Congress is voting today on legislation to repeal parts of the Affordable Care Act (ACA), including protections requiring insurers to cover a minimum package of health benefits. While the original House repeal-and-replace bill retains the ACA’s benefit rules for private health insurance, a manager’s amendment released late Thursday night would punt the requirement to the states. This latest legislative language is ambiguously drafted but has the potential effect of returning the insurance markets to a 50 state patchwork of benefits requirements and giving insurers more flexibility to exclude benefits and leave enrollees without coverage for the health care services they need.
Essential Health Benefits Are a Signature Component of the ACA
Prior to the ACA, health insurance in the individual market was often significantly less comprehensive than the coverage available to employees of large companies. The ACA sought to make individual market insurance more robust, and more like typical employer-sponsored coverage, by requiring plans to cover 10 categories of “essential health benefits” (EHBs) (Exhibit 1). Implementing regulations gave states flexibility to choose from among existing health plans in their states in identifying the benefit benchmark. In most states, the EHB benchmark is a small-group plan.
Exhibit 1. The Affordable Care Act’s 10 Essential Health Benefits Categories
Source: The Affordable Care Act, Section 1302(b)(1). |
Prior to the ACA, Plans Routinely Excluded Essential Benefits
Before the ACA, most individual market plans did not cover all 10 essential health benefits, and the benefits that were covered frequently had dollar limits. The combination of fewer services covered and higher cost-sharing meant more than half of Americans who had health coverage through the individual insurance market in 2010—before the new rules went into effect—had plans that would not have qualified to be sold in the individual market under the ACA.
One of five people enrolled in the individual market had no prescription drug coverage, compared with just 5 percent in the employer market. Coverage of habilitative services, particularly important to children who need to learn developmentally appropriate skills, varied widely by state and in scope and was often quite limited.
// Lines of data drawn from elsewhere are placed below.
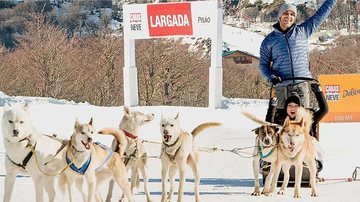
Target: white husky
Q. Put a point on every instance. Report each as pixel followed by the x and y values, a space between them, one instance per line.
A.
pixel 136 156
pixel 178 149
pixel 19 135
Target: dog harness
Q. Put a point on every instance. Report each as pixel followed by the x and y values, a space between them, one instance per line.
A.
pixel 27 157
pixel 25 161
pixel 172 152
pixel 85 166
pixel 262 156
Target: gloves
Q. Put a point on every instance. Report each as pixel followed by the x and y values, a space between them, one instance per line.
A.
pixel 275 80
pixel 315 87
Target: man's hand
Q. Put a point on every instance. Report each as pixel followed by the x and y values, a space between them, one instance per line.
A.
pixel 275 80
pixel 315 87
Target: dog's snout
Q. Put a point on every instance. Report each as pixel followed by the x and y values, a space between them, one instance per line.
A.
pixel 267 141
pixel 16 132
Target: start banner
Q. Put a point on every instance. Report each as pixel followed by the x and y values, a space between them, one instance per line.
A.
pixel 342 93
pixel 143 21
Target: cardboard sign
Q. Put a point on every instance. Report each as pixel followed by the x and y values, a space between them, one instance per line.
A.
pixel 342 93
pixel 144 21
pixel 168 20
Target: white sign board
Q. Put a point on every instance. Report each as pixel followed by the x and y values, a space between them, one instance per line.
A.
pixel 170 19
pixel 186 19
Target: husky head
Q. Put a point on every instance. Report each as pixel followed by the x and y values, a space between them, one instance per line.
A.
pixel 16 123
pixel 134 119
pixel 170 129
pixel 292 136
pixel 82 138
pixel 267 135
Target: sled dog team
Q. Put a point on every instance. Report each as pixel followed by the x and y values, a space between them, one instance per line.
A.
pixel 79 160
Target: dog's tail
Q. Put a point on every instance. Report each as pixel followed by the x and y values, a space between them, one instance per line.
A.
pixel 204 126
pixel 63 183
pixel 119 136
pixel 257 120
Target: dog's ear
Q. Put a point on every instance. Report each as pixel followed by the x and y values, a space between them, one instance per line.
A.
pixel 301 122
pixel 177 116
pixel 77 123
pixel 126 110
pixel 7 106
pixel 26 106
pixel 256 130
pixel 287 121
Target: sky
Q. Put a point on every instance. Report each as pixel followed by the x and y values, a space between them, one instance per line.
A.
pixel 225 176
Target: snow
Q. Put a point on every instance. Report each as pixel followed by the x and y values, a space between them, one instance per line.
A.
pixel 225 176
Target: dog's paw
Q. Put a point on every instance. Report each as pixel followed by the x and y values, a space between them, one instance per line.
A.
pixel 256 193
pixel 281 192
pixel 314 194
pixel 297 195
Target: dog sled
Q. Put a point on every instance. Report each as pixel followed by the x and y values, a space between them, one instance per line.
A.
pixel 276 115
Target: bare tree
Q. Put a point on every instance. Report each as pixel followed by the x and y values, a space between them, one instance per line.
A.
pixel 45 53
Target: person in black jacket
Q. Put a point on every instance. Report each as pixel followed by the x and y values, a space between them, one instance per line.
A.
pixel 293 102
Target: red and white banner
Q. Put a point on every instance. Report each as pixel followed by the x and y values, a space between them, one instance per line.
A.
pixel 142 21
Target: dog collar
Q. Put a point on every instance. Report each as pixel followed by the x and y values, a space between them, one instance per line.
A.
pixel 172 143
pixel 129 135
pixel 25 138
pixel 26 159
pixel 262 156
pixel 80 170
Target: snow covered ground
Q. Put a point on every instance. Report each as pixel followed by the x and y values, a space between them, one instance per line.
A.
pixel 225 176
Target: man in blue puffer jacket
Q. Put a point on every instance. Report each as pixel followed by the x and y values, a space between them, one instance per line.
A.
pixel 284 53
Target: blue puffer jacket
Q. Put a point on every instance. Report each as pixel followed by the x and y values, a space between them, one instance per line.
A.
pixel 287 55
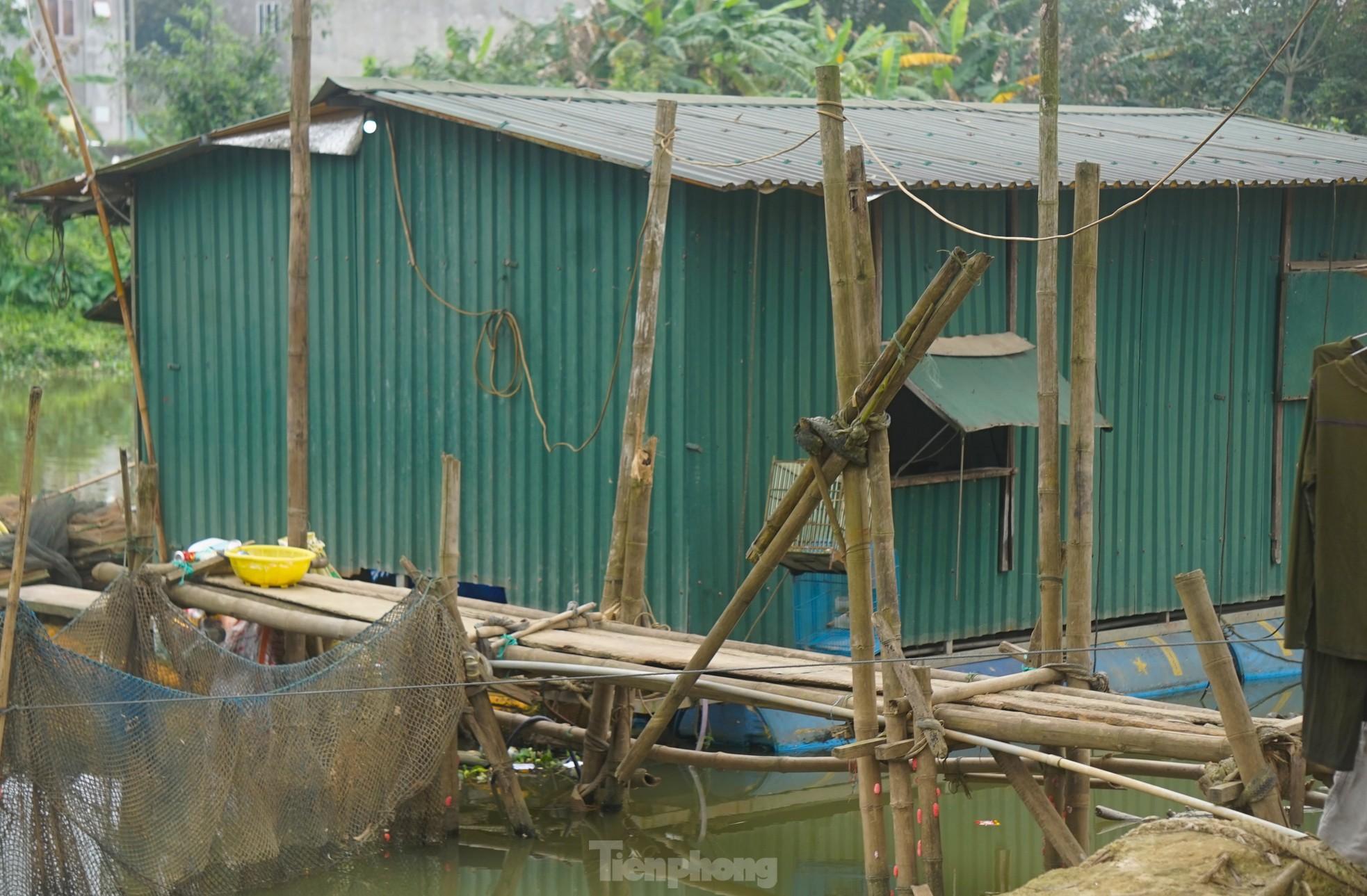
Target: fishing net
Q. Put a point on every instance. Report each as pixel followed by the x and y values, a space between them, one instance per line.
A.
pixel 140 757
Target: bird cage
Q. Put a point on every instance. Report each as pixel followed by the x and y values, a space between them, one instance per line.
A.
pixel 815 549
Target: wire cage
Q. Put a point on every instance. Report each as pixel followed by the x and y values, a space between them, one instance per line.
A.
pixel 814 551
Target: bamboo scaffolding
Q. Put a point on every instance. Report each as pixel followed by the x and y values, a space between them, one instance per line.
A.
pixel 502 778
pixel 921 327
pixel 21 552
pixel 1069 852
pixel 154 508
pixel 611 708
pixel 901 785
pixel 643 342
pixel 848 327
pixel 1046 346
pixel 927 798
pixel 1218 662
pixel 1082 475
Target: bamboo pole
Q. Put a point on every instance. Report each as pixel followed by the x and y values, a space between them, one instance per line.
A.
pixel 925 768
pixel 1215 659
pixel 448 557
pixel 1040 808
pixel 882 530
pixel 21 551
pixel 444 801
pixel 1120 780
pixel 643 343
pixel 607 702
pixel 131 549
pixel 573 737
pixel 297 304
pixel 848 328
pixel 1082 475
pixel 502 778
pixel 297 276
pixel 923 323
pixel 1046 338
pixel 120 294
pixel 642 477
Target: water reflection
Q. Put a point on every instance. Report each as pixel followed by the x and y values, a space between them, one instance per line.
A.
pixel 81 428
pixel 803 828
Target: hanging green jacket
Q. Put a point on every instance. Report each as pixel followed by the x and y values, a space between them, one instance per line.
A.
pixel 1327 576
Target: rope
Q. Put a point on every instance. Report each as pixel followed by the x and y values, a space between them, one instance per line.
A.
pixel 738 163
pixel 499 320
pixel 1158 184
pixel 622 674
pixel 1098 681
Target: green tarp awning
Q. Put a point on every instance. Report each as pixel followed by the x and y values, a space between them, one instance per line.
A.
pixel 983 391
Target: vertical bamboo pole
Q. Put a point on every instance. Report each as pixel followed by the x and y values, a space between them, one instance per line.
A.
pixel 21 551
pixel 1046 336
pixel 927 769
pixel 131 549
pixel 448 557
pixel 297 368
pixel 848 329
pixel 120 294
pixel 643 343
pixel 604 697
pixel 632 604
pixel 297 313
pixel 1082 477
pixel 921 327
pixel 483 722
pixel 1055 832
pixel 1258 776
pixel 447 784
pixel 901 785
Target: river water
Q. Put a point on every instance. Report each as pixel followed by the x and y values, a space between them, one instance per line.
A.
pixel 754 833
pixel 764 833
pixel 81 427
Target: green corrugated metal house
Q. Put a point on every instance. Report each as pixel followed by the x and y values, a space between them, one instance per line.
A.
pixel 1211 294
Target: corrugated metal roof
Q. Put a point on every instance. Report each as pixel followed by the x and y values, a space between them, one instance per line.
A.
pixel 982 392
pixel 923 144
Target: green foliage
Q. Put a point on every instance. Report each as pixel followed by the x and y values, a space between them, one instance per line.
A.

Only 12 states required pregnancy-related services to be covered by individual market plans, and four of those states only required pregnancy coverage in HMOs. Six of 10 people (men and women) enrolled in the individual market had no maternity benefits. Even then, coverage might only be available for an additional premium and with annual limits as low as $2,000, yet the average cost of pregnancy care and delivery for women with private insurance and delivery is more than $32,000 for a vaginal birth and $51,000 for a caesarean section without complications.
Mental health coverage also was often excluded, or else very limited. Only 17 states and the District of Columbia actually required plans to include mental health coverage. Five states required only that insurers offer mental health coverage, which gave enrollees the option to elect mental health coverage but for an additional charge. One of five people with individual market coverage had no mental health coverage, and those who had coverage faced costly surcharges and limits on the conditions that would be covered. With enactment of the ACA, all new individual market plans must cover mental health services and the coverage must be at least as generous as other health services, with no more restrictive rules on accessing care or out-of-pocket costs. And whereas the vast majority of individual market consumers in the years leading to health reform enrolled in policies with lifetime limits on coverage, the ACA eliminated lifetime and annual limits and imposed an annual cap on out-of-pocket costs for essential benefits.
These gaps and limits were hallmarks of so-called major medical plans. But insurers aggressively marketed other, still more limited forms of coverage. Limited benefit plans, critical illness policies, fixed-dollar indemnity plans, and discount plans were marketed as providing financial protections. In practice, they often left consumers exposed to exorbitant out-of-pocket costs and uncovered treatments. Some of these plans, such as discount plans, are not insurance and paid nothing toward the cost of health care services. Others would reimburse just a small portion of critical health services, such as covering only $250 per day for hospital services, or impose annual limits as low as a few thousand dollars.
Looking Ahead
If the ACA is replaced with state-determined essential benefits that don’t contain a minimum federal standard for health benefits, consumers can expect a return to a patchwork system where the adequacy of a person’s coverage varies widely depending on where they live. Insurers will have flexibility to design plans that cherry-pick healthy people and exclude coverage for critical services. The likely result is that many consumers with illness or injury will once again bear the financial risk under policies that purport to provide full coverage but in reality offer much less.